21.   With regard to the applications for rescission of the provisional and final

      orders of sequestration a different standard applies. In terms of section

      149(2) of the Insolvency Act 24 of 1936, the court may rescind or vary any

      order made by it under the provisions of the Act. Notwithstanding the fact

      that the section confers a wide power, it is well established that there must

      be some unusual, special or exceptional circumstances in order to justify

      relief under section 149(2).

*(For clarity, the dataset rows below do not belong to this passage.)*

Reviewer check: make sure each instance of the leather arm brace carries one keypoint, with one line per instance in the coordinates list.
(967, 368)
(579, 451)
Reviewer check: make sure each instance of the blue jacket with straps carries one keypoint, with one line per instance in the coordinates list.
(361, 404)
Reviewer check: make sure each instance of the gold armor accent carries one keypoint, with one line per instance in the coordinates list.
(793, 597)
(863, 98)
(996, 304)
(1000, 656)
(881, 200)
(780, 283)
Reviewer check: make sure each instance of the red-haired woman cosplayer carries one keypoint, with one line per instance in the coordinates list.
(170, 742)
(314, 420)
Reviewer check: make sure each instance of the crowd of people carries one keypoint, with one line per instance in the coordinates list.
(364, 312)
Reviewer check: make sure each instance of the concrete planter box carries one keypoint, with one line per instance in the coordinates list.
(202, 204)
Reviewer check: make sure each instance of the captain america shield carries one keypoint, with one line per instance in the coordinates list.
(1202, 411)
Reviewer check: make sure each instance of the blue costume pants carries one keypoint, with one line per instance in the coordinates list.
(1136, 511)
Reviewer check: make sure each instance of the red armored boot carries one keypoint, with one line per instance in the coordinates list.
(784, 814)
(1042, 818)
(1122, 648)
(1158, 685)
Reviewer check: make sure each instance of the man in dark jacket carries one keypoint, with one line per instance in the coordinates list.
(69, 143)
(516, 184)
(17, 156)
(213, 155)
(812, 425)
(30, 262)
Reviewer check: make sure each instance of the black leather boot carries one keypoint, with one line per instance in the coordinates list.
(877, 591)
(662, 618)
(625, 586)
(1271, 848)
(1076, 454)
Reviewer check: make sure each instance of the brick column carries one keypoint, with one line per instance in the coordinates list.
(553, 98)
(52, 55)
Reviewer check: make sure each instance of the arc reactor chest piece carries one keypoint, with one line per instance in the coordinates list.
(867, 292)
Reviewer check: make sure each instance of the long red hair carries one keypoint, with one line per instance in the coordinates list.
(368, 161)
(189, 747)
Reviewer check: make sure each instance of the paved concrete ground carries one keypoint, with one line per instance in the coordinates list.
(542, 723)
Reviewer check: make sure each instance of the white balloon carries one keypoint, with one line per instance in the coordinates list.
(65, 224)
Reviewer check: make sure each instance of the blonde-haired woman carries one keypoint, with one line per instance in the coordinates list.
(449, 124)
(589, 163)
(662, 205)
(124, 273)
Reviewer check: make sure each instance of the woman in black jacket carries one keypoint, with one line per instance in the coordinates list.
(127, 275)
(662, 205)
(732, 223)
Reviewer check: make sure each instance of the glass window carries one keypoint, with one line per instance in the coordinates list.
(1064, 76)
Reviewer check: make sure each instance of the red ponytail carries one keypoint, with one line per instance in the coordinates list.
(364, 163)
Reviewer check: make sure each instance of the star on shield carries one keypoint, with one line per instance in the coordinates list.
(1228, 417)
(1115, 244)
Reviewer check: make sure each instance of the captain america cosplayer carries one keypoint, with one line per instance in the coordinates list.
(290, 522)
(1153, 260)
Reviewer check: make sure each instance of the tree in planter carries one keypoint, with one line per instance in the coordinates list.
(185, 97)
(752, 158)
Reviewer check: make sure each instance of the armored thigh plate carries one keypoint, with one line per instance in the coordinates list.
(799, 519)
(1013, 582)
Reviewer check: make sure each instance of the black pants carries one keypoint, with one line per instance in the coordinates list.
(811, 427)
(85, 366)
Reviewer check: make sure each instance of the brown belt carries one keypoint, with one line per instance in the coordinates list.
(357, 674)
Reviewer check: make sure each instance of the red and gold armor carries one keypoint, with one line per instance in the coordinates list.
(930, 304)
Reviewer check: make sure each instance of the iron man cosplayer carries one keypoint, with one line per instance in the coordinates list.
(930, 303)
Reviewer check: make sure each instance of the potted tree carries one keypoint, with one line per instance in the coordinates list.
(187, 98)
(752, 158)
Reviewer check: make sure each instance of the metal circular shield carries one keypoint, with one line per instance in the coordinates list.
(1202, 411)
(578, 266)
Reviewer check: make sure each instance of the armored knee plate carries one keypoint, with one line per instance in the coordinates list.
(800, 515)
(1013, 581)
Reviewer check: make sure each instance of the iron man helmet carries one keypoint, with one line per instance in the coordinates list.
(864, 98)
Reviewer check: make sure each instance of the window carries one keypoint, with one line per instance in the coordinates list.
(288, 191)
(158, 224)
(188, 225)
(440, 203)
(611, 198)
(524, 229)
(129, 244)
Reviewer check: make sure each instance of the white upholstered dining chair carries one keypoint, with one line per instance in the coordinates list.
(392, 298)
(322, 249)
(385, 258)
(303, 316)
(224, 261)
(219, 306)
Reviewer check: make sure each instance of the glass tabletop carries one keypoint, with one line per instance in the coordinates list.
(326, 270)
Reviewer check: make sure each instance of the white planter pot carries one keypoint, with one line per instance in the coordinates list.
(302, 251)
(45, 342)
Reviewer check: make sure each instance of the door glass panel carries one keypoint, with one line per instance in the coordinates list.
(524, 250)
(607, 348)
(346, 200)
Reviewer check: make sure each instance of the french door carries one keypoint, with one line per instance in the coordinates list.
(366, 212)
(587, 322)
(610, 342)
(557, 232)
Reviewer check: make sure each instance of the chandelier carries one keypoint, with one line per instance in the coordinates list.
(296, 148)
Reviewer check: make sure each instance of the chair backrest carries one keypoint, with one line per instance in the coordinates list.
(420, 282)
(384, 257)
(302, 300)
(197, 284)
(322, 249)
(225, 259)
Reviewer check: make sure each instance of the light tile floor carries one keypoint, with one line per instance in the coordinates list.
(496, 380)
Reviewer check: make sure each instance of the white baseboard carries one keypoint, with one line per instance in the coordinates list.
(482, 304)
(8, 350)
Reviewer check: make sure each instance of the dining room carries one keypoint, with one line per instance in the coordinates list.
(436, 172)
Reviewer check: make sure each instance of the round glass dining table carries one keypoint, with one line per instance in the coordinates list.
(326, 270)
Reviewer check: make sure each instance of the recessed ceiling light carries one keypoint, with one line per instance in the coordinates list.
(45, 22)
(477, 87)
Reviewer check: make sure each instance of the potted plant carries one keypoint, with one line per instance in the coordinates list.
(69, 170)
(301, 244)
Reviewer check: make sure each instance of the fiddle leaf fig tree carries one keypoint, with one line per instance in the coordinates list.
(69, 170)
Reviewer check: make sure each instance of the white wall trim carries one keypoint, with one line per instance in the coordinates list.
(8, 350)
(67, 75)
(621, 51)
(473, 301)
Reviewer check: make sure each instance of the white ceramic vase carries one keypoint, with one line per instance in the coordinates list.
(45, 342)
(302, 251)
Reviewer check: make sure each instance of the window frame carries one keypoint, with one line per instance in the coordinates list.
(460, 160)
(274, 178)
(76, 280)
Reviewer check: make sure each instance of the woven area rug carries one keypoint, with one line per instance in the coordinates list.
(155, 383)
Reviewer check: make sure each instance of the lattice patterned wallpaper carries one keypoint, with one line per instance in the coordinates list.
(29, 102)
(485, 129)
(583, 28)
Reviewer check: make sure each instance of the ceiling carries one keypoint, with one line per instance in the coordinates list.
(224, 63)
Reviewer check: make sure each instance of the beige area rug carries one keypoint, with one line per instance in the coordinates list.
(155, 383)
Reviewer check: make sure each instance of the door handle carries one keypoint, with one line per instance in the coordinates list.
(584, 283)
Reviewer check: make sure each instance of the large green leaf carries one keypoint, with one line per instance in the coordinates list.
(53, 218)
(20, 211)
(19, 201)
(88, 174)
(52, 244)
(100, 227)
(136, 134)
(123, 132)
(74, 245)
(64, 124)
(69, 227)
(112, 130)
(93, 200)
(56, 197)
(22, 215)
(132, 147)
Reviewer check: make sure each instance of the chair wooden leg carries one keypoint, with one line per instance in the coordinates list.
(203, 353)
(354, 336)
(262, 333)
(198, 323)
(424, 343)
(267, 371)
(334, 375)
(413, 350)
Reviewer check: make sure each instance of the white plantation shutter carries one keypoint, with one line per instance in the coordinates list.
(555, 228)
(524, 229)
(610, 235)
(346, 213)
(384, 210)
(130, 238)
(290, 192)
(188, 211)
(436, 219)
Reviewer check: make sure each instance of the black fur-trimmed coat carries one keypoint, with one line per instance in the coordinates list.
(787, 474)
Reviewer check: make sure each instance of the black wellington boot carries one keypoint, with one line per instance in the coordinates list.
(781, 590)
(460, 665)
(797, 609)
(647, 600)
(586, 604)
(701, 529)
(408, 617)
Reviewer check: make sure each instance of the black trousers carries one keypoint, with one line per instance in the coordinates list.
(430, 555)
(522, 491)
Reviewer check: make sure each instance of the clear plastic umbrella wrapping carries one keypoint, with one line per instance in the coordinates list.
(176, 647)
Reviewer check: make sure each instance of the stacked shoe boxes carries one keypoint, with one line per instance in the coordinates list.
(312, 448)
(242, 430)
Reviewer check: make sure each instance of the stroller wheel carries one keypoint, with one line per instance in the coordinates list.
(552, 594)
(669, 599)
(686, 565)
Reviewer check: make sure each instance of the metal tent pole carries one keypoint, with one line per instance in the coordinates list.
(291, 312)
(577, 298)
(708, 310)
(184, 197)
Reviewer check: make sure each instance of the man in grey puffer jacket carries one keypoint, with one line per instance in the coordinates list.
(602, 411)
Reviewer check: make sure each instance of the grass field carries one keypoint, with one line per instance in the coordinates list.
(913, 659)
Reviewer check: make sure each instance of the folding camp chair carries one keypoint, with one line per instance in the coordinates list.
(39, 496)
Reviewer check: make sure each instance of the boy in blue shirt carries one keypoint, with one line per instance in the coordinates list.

In Abdurahman v Estate Abdurahman 1959(1)

      SA 872 (C) at 873, De Villiers AJ stated :

             “For all these reasons it seems clear that in order to justify the exercise of a

             discretion under section 149(2) the applicant or plaintiff seeking relief from

             insolvency should satisfy the court that his being confined to the normal forms of

             procedure available to him would for some reason be inequitable and not

             desirable - regard being had to his own position, to that of his creditors and to the

             considerations of public interest…”

22.   Thus, it should be kept in mind, an applicant seeking relief from

      insolvency can oppose final relief where an order has been granted

      provisionally, can appeal against the final order and can seek

      rehabilitation. On the other hand, there is no stipulated time period within

      which an application in terms of section 149(2) must be made.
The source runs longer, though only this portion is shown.